Third up is a new selection of tracks from Joe Davis’s Far Out Recordings. We’ve long been a champion of the largely Brazilian music that emanates from this long running UK-based label – whether it’s Marcos Valle or Milton Nascimento; Ana Mazzotti or Azymuth – and their latest is a Saudade-influenced collection, available via their Bandcamp site.
Saudade is a word with no direct English translation. In the Portuguese language it describes a sense of nostalgia for something that may never return. But in longing for that certain something, whether it’s a person, a place or a time gone by, saudade holds the thing you miss close, and keeps it present despite its absence. Portuguese author Manuel de Mello calls it “A pleasure you suffer, an ailment you enjoy.” As a nation steeped in slavery, the vibrance of African culture in Brazil amplified saudade, and it became something even more painful, but at the same time a little more rhythmic, perhaps even upbeat. This new collection, O Aperto da Saudade (the grip of saudade), attempts to translate the word through the music itself. Reaching deep into the Far Out back catalogue, the music ranges from 1965 to the present day, and spans psychedelic folk, samba jazz, bossa nova and MPB, featuring some of the nation’s musical icons alongside archival releases from lesser known artists, as well as some of the label’s more contemporary output. As the press release notes: “In times of loss and loneliness, recorded music has a magical power to lift the spirits, soothe the soul and serves as a great reminder that you are not alone.”

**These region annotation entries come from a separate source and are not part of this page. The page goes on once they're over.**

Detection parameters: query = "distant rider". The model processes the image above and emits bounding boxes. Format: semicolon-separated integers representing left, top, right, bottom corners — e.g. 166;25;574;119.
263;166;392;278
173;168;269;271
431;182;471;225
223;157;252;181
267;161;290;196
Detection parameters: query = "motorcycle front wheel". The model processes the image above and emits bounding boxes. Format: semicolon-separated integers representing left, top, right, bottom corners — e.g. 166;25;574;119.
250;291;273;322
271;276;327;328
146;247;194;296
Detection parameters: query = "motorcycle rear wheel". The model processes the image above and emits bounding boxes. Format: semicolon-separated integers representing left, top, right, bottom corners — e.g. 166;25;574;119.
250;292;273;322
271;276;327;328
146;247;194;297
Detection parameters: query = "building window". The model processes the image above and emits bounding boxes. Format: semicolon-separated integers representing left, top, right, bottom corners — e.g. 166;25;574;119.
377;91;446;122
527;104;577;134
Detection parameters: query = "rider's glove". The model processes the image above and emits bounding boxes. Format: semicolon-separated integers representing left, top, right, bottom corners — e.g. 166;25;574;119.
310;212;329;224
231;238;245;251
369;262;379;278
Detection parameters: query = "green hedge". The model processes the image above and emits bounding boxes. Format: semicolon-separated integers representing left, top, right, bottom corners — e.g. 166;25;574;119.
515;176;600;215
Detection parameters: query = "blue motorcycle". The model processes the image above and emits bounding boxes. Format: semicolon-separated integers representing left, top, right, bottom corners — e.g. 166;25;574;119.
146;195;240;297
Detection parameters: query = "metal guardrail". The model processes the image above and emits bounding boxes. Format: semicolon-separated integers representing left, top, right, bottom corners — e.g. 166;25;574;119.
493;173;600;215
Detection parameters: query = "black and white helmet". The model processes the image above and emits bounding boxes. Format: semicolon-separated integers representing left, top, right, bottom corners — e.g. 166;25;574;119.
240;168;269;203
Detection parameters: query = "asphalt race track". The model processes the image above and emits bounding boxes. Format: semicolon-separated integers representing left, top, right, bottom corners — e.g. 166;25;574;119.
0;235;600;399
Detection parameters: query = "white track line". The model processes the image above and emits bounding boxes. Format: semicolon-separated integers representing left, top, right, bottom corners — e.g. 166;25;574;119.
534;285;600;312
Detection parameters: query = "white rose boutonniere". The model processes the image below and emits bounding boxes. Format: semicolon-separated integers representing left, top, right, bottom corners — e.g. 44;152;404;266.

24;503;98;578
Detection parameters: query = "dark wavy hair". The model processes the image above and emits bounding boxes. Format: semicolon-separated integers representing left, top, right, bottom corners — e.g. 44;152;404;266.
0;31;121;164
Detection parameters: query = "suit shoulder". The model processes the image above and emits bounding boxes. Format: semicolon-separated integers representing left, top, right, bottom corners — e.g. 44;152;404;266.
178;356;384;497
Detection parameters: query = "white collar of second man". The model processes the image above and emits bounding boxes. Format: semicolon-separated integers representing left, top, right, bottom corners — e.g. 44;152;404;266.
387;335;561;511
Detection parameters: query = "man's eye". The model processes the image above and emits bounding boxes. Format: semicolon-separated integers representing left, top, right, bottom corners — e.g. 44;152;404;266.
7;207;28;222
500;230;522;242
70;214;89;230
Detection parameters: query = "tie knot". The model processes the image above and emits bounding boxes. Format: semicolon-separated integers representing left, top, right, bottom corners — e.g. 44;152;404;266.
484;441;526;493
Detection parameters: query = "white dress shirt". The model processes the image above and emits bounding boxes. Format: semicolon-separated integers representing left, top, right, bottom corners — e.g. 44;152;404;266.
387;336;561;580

We’d certainly second that here at Cosmic Jazz. Enjoy the music – and stay safe.
Neil is listening to…
- Buddy Terry – Kamili
- Nat Birchall – Sacred Dimension (live)
- Marquis Hill – Prayer for the People
- Kahil El’Zabar feat. David Murray – One World Family
- L’Imperatrice – Agitations Tropicale
Derek is listening to…
- John Coltrane – Alabama
- Cunnie Williams – What is Black Music
- The Brothers Johnson – Tokyo
- Don Weller Quartet – Juice
- Don Weller’s Major Surgery – Jubileevit
Derek notes: I have chosen two tracks by Don Weller, the British tenor sax player, in remembrance as he died recently after a long illness. There is nothing like seeing jazz live for getting you into the music and many years ago I often saw Weller playing at the Bull’s Head in Barnes Bridge, South-West London. He was a big man, and made a big presence on stage; when he blew that saxophone it was intense, moving and soulful. He never said a lot, but often what he said revealed a very dry Croydon-style sense of humour. Weller was never highly fashionable, either in appearance or possibly even in terms of the recognition he received. Yet he was chosen to stand in for Michael Brecker in a Gil Evans tour of the UK. Weller was a stalwart of the British scene for many years and he never disappointed – you always left his gigs feeling totally uplifted and enthused. Respect is due.